Not that Bing is much better — but now it's about equal. I switch back and forth between the two, and I still often come away frustrated. Others are unhappy with the changes, too, as indicated by a myriad of blog posts and forum comments.
It seems to me that this is a perfect opportunity for Bing to increase its market share, if Microsoft will just seize it. With so many loyal Google users now becoming dissatisfied customers, the time is right for Bing to give dedicated searchers what they want. And what do we want? I can tell you what I want: results that match my query, with the least fuss and muss possible.
If I do a search on "Japan" and then click the "News" link, I want to see news about Japan. That used to happen with Google; now I see news about chimp attack victim Charla Nash's face transplant, U.S. deficit panel failure, and a University of California police chief being put on leave after pepper spraying. In other words, I get random top news instead of news about the search term that I was searching. If I do the same thing on Bing, it gives me "Japan Oct exports disappoint," "Japan's GREE sues rival game firm DeNA for $13 million," and other Japan-related news stories.
If I click on one of those stories and then click the Back button on my browser, I want to go back to my search results to try a different story. That's what I get with Bing, but now (a change that just occurred recently) if I do that in Google, I get taken back to the Google homepage instead of to my previous search results. Why?
These are some of the reasons I'm using Bing more often and Google less. Microsoft needs to play up these differences and forge ahead with new features (without breaking the current ones) that Google doesn't have, to pick up more unhappy Google users.
One place that I've found myself turning when both Google and Bing have failed me (an all-too-frequent occurrence now) is to my social networks. More and more often, I find myself simply asking, "Does anyone have a good resource for [insert topic of choice]?" and getting back some useful replies that the search engines didn't turn up.

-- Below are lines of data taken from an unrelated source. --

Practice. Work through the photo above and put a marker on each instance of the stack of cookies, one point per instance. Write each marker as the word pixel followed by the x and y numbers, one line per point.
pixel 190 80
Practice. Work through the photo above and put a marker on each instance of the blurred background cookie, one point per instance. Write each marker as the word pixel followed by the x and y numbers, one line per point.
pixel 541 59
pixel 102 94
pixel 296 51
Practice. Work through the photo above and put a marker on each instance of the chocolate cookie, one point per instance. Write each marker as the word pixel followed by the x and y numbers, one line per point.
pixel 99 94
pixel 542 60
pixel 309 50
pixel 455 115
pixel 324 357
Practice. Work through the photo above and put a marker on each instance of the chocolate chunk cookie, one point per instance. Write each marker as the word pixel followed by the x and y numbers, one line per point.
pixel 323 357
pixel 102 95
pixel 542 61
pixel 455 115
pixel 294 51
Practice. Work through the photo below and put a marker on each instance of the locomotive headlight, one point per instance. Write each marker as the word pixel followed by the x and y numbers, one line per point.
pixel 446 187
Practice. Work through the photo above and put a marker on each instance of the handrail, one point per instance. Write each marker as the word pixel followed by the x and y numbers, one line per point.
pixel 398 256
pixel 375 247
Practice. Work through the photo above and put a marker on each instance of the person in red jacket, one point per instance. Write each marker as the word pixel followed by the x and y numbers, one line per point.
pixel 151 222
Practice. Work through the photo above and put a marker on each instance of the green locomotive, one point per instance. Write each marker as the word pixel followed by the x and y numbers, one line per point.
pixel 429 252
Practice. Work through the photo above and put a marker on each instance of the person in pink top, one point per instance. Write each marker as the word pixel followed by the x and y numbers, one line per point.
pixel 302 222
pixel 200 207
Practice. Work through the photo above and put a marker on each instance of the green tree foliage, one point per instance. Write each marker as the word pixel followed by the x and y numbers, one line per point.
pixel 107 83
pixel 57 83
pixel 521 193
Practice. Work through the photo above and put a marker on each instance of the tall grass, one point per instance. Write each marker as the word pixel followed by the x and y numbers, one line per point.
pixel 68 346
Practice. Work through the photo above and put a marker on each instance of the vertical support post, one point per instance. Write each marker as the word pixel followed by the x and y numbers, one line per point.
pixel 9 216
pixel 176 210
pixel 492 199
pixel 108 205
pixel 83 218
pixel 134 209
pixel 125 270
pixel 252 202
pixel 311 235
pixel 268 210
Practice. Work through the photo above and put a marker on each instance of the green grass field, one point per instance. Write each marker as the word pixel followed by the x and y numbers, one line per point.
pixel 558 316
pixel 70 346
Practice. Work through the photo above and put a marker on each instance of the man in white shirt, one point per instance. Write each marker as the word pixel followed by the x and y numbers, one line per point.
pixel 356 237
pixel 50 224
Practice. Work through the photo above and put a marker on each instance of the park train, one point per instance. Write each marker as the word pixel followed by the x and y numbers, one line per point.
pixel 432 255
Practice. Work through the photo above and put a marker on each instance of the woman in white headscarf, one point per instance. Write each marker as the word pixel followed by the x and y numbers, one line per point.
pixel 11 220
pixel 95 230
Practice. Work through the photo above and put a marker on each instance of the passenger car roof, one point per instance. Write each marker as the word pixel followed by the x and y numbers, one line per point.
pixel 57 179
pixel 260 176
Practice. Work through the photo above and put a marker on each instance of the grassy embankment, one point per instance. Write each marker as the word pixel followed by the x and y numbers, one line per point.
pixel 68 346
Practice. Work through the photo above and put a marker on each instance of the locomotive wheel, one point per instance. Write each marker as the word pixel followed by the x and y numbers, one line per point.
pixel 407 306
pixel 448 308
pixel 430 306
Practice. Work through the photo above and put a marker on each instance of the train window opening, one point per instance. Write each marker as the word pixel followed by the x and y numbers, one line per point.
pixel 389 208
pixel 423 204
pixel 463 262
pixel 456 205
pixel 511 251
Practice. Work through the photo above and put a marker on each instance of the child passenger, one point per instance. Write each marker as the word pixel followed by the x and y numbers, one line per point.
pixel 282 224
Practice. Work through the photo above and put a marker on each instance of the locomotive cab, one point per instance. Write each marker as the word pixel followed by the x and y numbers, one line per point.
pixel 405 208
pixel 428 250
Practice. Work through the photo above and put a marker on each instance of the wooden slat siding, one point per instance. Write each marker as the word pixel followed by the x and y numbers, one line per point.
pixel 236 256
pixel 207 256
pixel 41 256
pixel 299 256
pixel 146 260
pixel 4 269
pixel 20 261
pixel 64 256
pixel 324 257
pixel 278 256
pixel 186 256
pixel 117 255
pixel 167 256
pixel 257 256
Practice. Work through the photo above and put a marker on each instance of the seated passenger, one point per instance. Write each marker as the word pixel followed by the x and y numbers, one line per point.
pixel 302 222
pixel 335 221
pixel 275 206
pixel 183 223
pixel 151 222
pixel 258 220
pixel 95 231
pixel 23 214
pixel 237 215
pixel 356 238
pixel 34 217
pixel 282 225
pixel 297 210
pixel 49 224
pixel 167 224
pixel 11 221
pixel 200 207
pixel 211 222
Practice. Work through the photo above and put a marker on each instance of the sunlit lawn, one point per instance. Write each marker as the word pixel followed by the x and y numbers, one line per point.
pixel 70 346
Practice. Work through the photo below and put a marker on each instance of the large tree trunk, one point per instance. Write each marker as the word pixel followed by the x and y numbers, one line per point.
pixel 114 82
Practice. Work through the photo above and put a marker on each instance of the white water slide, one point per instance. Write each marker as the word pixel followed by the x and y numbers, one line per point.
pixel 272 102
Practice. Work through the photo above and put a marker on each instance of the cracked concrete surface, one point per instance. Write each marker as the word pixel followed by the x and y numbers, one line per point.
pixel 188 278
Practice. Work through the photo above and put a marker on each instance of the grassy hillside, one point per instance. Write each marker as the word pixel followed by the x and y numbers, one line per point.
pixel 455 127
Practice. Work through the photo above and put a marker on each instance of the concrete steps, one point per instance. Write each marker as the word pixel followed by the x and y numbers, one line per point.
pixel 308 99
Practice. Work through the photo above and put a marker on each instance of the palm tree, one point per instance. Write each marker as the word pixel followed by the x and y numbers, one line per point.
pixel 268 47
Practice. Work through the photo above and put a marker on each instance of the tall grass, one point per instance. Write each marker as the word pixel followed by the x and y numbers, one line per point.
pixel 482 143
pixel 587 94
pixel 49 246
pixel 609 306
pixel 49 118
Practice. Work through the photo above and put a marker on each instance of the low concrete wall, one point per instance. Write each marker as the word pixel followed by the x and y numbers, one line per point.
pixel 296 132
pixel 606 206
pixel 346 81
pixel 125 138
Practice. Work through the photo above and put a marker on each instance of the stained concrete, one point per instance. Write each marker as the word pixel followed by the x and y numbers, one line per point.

My friend Jason Hiner wrote an interesting piece last week, called "Search Can't Scale without Social, and Bing Has Facebook and Twitter on Its Side," that takes this idea of socialized search even further. I believe he's right that the sheer volume of data on the web dictates a "new generation" of search technology. Google excelled, for a long time, at the old way. But Microsoft's close relationship with Facebook — which is still, despite the efforts of Google+, the most ubiquitous social network — could give it a big advantage in incorporating social into search.
Go "all in"
Microsoft popularized the term "going all in" with regard to the cloud. Web search is all about finding things in the cloud, and in order to give Google a real run for its money, Microsoft needs to be "all in" on the search front. By all appearances, the company is committed to Bing — despite reports that Bing loses money to the tune of almost two billion dollars per quarter. Microsoft continues to invest money and resources in making search work better; most recently, they spent around $70 million for VideoSurf, a video-searching technology that can scan videos hosted on the web and index them by content instead of relying on tags. With the amount of video content on the web increasing rapidly, this could give Bing an important advantage.
The time has never been better for Microsoft to make real inroads in the search game. I hope they recognize that and keep up the pressure. A serious competition between Bing and Google will make both better and benefit all users of the web.